Out of all Google Venture's investments, biofuels seem like the farthest from the company's core business. Yes, you could probably run backup power diesel generators for data centers with CoolPlanetBioFuel's biofuel, but the technology isn't as applicable to the Internet and computing as, say, Transphorm's energy-efficient power electronics, a startup Google Ventures recently backed. But Google Ventures has maintained it's looking for financial returns like other venture investors, and not only participating in strategic backing.

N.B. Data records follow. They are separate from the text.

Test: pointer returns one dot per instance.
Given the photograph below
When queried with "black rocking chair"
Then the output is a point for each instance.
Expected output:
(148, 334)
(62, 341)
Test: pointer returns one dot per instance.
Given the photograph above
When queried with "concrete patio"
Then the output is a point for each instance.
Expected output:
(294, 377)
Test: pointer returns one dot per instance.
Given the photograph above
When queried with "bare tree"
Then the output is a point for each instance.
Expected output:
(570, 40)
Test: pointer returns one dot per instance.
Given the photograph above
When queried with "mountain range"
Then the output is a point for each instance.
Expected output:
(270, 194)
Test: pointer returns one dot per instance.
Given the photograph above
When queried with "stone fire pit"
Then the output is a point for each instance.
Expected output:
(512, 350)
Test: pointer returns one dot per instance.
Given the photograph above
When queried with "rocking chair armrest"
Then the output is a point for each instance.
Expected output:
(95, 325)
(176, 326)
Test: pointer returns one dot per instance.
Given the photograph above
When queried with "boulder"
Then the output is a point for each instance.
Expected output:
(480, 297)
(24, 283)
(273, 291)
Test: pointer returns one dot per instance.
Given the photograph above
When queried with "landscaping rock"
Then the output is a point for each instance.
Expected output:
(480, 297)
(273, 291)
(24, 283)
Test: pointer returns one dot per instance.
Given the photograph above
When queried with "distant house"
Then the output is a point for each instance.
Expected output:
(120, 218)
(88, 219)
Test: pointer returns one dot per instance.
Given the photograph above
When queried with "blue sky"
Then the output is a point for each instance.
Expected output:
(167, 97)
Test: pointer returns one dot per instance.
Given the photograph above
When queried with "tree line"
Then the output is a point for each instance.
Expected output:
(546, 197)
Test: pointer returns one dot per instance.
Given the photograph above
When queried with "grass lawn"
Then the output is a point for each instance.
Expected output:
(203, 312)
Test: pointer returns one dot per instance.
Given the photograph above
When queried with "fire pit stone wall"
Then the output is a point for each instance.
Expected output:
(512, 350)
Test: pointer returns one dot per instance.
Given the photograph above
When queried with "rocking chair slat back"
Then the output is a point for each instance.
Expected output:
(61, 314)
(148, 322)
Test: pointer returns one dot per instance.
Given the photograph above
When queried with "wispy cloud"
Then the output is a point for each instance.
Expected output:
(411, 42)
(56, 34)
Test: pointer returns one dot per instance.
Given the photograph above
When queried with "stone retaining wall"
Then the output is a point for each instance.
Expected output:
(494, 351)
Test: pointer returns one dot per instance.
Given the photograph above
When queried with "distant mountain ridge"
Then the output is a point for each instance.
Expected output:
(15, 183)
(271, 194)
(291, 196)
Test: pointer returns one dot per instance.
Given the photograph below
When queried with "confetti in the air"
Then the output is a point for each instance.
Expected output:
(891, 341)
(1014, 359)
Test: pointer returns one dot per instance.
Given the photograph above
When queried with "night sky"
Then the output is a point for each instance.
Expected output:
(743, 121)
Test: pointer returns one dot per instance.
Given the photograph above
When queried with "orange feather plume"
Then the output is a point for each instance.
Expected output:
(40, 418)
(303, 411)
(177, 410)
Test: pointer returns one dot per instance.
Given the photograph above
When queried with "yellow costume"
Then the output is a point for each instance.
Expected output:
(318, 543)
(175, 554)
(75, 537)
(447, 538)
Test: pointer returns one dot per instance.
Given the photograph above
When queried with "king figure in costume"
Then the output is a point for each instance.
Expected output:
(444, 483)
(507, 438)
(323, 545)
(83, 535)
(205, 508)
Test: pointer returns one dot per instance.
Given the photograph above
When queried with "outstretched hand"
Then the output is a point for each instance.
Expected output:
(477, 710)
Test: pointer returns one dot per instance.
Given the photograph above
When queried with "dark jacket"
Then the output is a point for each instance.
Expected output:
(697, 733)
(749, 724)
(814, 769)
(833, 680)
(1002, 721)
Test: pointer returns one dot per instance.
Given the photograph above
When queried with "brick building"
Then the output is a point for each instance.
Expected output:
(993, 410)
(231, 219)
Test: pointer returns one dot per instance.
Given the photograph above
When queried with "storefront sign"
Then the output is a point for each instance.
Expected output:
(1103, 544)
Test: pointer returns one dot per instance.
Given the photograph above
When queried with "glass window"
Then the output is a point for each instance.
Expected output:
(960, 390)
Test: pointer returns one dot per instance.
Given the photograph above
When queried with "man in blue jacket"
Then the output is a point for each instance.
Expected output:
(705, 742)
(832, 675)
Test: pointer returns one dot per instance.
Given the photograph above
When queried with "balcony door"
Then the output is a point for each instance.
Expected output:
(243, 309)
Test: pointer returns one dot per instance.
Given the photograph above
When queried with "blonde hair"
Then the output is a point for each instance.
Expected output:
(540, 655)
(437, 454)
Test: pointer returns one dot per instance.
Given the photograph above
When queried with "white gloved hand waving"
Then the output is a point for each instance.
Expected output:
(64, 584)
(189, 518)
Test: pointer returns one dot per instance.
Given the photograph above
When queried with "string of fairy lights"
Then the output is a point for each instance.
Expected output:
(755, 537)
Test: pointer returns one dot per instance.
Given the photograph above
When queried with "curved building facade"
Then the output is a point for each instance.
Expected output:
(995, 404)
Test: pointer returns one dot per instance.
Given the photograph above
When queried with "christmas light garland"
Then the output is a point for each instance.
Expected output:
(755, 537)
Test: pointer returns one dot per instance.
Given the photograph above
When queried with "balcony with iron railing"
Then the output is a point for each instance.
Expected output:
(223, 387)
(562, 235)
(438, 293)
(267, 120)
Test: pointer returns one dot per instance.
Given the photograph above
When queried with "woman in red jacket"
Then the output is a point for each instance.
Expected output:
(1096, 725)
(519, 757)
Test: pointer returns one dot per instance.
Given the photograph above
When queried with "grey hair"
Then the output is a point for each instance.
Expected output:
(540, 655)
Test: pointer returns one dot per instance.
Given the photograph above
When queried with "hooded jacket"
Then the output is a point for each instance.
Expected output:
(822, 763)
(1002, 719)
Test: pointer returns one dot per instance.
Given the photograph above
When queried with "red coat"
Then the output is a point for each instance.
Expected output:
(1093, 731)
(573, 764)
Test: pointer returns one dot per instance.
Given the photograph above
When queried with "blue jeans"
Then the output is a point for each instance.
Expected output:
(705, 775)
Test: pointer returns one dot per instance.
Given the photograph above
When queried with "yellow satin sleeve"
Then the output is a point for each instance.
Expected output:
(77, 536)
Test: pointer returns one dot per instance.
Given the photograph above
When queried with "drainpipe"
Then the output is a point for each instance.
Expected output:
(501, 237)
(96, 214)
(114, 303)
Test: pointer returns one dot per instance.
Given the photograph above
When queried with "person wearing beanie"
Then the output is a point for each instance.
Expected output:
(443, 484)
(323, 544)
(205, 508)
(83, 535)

Google's biofuel investment is its latest bet in the auto space; Google Ventures has also invested in neighbor-to-neighbor car sharing startup RelayRides, and Next Autoworks (a struggling company looking to make energy-efficient cars, previously called V Vehicle). RelayRides CEO Shelby Clark will be speaking at our Green:Net event on April 21 in San Francisco.
CoolPlanetBioFuels now has four of the most famous strategic backers in cleantech. It has developed a technology which aims to take non-food biomass (plant waste, energy crops, etc.) and turn it into a drop-in replacement for gas and diesel. The company calls its tech a "biomass fractionator."
It sounds similar to what KiOR is doing, using a catalyst to carbonize biomass (called its Biomass Catalytic Cracking Process), which was originally developed to help the oil industry break down heavy crude oil into more easily refined products for the oil industry.